Hybrid funds, i.e. mutual funds that use hedge fund-like techniques, are becoming more popular in the investment community. Rydex Funds recently launched two such funds.
According to this article in the FT.com:
Given the great popularity of hedge funds, the mystery is why more of these hybrid hedge/mutual funds have not been launched, and why they have not been more popular with investors.

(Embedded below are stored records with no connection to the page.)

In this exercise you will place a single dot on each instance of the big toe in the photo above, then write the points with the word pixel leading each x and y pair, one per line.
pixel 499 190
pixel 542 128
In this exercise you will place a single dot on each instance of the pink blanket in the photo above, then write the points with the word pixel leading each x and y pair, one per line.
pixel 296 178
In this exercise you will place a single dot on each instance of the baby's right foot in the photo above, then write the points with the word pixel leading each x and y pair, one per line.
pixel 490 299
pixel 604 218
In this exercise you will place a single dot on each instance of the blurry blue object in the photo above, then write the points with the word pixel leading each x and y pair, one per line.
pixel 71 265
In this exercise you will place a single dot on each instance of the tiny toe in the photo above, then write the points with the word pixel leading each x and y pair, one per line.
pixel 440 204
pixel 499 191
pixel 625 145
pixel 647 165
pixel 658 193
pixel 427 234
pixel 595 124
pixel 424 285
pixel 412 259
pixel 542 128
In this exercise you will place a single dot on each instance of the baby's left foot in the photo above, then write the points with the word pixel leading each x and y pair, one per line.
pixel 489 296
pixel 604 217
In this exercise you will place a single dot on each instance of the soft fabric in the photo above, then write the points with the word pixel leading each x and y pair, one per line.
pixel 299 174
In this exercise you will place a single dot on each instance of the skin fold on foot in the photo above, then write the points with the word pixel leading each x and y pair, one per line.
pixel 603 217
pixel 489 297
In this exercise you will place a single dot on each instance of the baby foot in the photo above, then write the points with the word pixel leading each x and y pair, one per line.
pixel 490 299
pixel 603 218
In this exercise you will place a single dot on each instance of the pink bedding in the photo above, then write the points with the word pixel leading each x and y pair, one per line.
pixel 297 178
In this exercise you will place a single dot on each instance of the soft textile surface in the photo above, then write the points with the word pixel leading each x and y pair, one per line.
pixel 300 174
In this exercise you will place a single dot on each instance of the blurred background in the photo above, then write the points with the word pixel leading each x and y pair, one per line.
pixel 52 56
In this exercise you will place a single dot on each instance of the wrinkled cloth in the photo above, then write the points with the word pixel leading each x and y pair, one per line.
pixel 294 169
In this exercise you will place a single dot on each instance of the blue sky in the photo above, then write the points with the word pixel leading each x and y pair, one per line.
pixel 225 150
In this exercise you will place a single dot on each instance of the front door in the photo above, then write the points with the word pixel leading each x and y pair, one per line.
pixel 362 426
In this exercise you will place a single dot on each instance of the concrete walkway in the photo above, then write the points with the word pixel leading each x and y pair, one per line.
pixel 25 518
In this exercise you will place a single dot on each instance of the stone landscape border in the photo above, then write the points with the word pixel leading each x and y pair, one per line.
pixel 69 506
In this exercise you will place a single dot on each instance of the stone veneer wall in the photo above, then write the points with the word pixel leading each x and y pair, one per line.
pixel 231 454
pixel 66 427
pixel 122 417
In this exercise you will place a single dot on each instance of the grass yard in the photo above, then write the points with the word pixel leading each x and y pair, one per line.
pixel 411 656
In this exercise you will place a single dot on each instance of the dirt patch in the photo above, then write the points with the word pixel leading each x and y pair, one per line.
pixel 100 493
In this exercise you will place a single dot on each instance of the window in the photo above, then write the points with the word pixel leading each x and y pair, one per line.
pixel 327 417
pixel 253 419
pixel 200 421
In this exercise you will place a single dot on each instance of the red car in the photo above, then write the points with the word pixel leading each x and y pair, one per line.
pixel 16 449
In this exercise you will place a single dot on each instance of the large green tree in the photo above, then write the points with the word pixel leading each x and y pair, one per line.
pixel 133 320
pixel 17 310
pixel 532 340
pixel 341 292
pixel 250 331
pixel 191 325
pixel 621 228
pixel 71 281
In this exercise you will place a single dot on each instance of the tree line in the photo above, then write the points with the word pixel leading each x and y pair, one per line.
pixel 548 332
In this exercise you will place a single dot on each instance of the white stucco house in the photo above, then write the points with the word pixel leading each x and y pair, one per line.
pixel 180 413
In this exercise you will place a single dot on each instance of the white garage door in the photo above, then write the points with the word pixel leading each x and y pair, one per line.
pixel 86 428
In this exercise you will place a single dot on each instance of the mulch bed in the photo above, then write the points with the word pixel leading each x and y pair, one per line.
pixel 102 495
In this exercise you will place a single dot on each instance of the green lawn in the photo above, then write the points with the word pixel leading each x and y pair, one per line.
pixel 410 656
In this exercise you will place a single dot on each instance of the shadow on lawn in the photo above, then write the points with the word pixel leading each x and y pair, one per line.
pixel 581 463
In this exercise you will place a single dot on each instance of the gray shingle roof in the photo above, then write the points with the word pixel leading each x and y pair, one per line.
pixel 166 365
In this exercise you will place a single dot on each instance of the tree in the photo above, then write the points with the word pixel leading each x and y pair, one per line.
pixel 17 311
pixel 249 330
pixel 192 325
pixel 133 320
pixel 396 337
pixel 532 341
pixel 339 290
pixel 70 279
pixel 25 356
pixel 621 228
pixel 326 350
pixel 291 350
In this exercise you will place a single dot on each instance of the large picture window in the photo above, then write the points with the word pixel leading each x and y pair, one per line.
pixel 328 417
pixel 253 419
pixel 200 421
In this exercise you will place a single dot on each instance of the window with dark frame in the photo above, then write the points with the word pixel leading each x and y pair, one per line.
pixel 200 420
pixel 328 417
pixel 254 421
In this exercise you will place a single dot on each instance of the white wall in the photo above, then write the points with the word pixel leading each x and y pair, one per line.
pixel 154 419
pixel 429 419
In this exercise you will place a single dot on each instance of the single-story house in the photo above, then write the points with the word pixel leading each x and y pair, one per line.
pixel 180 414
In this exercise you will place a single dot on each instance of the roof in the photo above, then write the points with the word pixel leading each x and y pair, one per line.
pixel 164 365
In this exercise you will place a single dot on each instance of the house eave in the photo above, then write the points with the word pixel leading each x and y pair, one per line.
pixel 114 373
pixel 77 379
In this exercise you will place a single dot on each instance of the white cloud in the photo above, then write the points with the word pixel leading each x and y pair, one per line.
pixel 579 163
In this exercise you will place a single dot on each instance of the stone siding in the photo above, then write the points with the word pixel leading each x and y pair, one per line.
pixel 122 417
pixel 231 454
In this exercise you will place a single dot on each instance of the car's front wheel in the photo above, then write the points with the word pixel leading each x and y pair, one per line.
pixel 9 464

Recently disappointed investors are undoubtedly attracted to these returns:
Karen Damato in the Wall Street Journal notes that:
..like hedge funds, a number of the new absolute-return funds and other hedge-like mutual funds invest in foreign currencies, commodities and option strategies as well as in stocks or bonds. Many of them buy some stocks while wagering that other stocks will fall in price by shorting them — selling borrowed shares with an eye toward replacing them later with cheaper shares. When the market outlook is grim, some have the flexibility to position their portfolios so that they will do better if stock and bond prices fall, rather than rise.
Such funds have multiplied following the boom in hedge funds themselves. It’s all largely a response to the bear market of 2000 to 2002, when many mutual-fund investors suffered steep losses but hedge funds generally delivered gains, and to this year’s flat market.
The continued popularity of these funds is in part dependent on the continued muddled equity markets. A rip-roaring bull market would undoubtedly take a big chunk out of advisor and investor interest in these funds.
There is however a tail-wind behind these funds in terms of their structure. As more hedge fund advisors are required to register with the SEC, and the number of high-profile hedge fund blow-ups increase, the transparency of hybrid, open-end funds will become more attractive.